WILKES-BARRE — You might think getting a tyke to sit with a sweet-smelling, puffy marshmallow for 15 minutes before eating it would be simple lesson in delayed gratification. But it turns out if a 4-year-old resists the temptation, it can change him or her for life.
“By middle school, the ones who ate the marshmallow had shorter fuses,” Lisa Murray told a crowd of 170 educators gathered for the “Early Childhood Transition Summit” on Friday morning at the Genetti Hotel & Conference Center. “At age 18, they looked at SAT scores, and those who didn’t eat the marshmallow averaged 210 points higher than those who ate the marshmallow.”
Murray, a former special education teacher turned trainer and speaker, used the famous “marshmallow experiment” first conducted at Stanford University to punctuate a keynote speech about the importance of fostering “emotional intelligence” in children at an early age.
Murray showed a video of a version of the experiment where a child was left alone in a room with a marshmallow on the table.

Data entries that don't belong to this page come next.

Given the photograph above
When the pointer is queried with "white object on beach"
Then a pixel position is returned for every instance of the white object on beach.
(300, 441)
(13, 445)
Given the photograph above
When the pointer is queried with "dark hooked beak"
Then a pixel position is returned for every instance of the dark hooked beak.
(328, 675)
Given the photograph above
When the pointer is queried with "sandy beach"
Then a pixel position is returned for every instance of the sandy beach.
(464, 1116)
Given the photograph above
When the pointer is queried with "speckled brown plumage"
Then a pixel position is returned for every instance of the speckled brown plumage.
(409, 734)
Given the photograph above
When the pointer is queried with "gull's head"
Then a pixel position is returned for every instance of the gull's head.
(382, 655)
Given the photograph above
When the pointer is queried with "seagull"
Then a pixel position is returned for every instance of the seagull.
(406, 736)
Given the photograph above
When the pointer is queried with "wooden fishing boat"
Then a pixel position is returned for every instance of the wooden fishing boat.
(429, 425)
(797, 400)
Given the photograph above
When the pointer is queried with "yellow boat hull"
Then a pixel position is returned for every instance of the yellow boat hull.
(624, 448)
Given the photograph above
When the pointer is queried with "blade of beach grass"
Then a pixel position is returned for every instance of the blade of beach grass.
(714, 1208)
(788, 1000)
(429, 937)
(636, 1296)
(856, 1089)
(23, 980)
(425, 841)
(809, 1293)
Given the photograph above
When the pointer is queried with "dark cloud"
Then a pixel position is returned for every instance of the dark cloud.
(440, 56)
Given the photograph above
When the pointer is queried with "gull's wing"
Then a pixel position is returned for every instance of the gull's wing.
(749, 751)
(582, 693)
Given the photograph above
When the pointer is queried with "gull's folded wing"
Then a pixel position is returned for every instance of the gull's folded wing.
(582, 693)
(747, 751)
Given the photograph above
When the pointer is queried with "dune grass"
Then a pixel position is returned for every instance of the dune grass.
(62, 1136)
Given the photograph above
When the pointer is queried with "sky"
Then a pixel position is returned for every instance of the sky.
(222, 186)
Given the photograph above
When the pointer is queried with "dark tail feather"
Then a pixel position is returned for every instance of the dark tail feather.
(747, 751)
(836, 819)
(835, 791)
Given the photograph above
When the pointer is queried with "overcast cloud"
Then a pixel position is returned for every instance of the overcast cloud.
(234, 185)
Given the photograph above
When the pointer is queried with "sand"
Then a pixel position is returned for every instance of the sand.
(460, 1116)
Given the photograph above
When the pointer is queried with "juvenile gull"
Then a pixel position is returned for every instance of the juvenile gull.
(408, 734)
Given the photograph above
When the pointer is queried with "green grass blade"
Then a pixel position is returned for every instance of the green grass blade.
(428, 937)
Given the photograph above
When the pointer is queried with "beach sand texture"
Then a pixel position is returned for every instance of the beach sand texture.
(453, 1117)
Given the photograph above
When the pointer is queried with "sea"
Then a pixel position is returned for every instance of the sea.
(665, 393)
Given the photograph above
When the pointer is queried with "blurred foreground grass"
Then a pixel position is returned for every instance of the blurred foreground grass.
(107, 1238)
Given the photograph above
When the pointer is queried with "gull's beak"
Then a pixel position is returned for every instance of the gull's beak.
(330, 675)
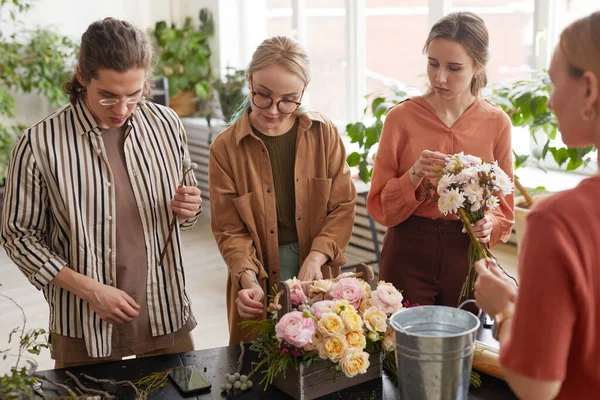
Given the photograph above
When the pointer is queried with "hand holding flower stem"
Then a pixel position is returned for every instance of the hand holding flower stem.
(187, 168)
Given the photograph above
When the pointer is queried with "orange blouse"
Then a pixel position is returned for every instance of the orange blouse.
(557, 314)
(412, 126)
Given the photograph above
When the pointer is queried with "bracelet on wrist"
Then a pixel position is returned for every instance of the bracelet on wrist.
(414, 172)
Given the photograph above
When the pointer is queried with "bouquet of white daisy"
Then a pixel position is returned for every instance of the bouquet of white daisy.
(468, 187)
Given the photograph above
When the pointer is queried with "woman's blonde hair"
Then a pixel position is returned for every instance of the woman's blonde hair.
(278, 50)
(470, 31)
(580, 45)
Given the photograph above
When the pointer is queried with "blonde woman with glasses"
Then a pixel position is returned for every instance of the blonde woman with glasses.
(281, 196)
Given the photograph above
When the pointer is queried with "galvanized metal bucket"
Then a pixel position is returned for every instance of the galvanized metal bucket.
(434, 351)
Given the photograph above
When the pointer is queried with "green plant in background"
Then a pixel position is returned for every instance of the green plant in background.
(184, 54)
(231, 91)
(31, 61)
(368, 136)
(18, 383)
(526, 102)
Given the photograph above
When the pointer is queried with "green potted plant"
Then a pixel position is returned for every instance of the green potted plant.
(526, 102)
(184, 59)
(366, 136)
(231, 91)
(31, 61)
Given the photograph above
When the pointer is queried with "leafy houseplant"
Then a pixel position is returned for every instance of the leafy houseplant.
(231, 91)
(184, 58)
(31, 61)
(368, 136)
(526, 102)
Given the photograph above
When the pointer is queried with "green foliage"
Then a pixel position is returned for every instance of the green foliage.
(31, 61)
(184, 54)
(231, 92)
(526, 102)
(368, 135)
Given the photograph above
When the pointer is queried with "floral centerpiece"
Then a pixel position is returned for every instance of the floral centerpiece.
(468, 187)
(340, 322)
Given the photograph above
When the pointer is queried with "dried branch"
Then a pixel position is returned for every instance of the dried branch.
(60, 385)
(138, 394)
(88, 390)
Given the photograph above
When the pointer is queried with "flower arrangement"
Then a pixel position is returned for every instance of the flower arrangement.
(468, 187)
(339, 321)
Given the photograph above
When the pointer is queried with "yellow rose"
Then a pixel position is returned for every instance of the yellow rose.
(375, 320)
(365, 304)
(356, 339)
(355, 362)
(333, 347)
(373, 336)
(342, 305)
(331, 324)
(352, 320)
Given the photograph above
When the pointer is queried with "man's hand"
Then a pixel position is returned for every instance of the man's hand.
(112, 305)
(311, 267)
(494, 291)
(186, 202)
(250, 302)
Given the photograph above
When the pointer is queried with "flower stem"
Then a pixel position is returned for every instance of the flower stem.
(163, 253)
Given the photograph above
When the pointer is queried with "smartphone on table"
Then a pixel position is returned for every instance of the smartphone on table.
(189, 379)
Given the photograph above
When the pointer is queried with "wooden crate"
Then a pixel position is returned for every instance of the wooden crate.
(305, 383)
(318, 380)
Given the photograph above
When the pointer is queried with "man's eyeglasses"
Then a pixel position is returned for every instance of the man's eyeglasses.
(111, 102)
(264, 101)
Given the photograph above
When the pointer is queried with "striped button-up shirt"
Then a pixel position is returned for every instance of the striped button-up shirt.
(59, 207)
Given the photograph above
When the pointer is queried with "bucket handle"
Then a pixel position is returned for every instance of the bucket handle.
(460, 306)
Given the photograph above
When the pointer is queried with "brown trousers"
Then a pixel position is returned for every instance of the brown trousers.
(182, 344)
(427, 260)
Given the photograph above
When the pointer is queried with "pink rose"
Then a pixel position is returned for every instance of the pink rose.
(387, 298)
(295, 329)
(321, 307)
(349, 289)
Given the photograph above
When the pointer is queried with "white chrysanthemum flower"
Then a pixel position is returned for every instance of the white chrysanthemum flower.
(451, 200)
(444, 183)
(473, 192)
(475, 206)
(492, 202)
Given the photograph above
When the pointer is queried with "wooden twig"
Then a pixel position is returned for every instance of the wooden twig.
(20, 351)
(113, 382)
(528, 199)
(86, 389)
(60, 385)
(241, 359)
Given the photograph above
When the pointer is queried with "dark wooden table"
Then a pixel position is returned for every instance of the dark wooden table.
(215, 363)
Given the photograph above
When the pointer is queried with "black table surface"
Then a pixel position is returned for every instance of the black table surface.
(215, 363)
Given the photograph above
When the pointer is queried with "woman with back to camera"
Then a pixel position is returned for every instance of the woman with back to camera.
(281, 196)
(548, 332)
(425, 253)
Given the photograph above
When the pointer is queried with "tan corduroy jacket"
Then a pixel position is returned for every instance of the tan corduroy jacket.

They were told they could eat the marshmallow immediately, or wait and the adult would return with a second one. The audience laughed at short clips of youngsters smelling, licking and picking tiny pieces off the snack as they struggled to refrain.
Encouraging delayed gratification, Murray said, is the most important lesson a pre-school student can be taught, but it is just one aspect of “emotional intelligence.”
She conceded the idea is alien and even off-putting for a generation raised in what was once the classic American family: “A dictator dad and a passive mom. The boy learns to explode, and the girl learns to stuff it.”
But emotional intelligence has become an important asset, Murray said, because people are often judged on their ability to handle situations more than they are judged on what they know. In fact, she said, a person with average intelligence can be a big success by being emotionally smart.
“It’s not about being an extrovert or an introvert. It’s about being able to lead and to connect with people.”
“There are four key emotional intelligence areas,” she noted. “Reading people, understanding emotions, managing emotions and using emotions.”
Teachers can give students lessons in emotional intelligence simply by being emotionally intelligent. “Don’t cross your arms, that’s a sign of closing off communication,” Murray said. “Don’t put hands on your hips, that says you’re the boss. And no finger pointing.”
And don’t let a child hear you say he or she is shy. “That gives them an excuse for not communicating. “
It’s important to understand “that one emotion may lead to another,” she said, citing the example of a an uncle at a family dinner asking: “So, when are you going to have another kid?”
“It may be embarrassing or irritating, but those emotions can lead to anger,” Murray said. “Anger is a secondary emotion.”
Emotional intelligence includes tolerance, assertiveness and empathy, explained Murray.
“We are born with empathy. When one baby starts crying, the others cry.”
The summit was organized by United Way of Wyoming Valley to give educators tips on helping children make the change from pre-school to grade school. United Way President and CEO Bill Jones said most of the educators attended because their schools had a teacher in-service day, meaning the students had the day off. After the keynote speech, the crowd broke into various work sessions that ran through 3 p.m.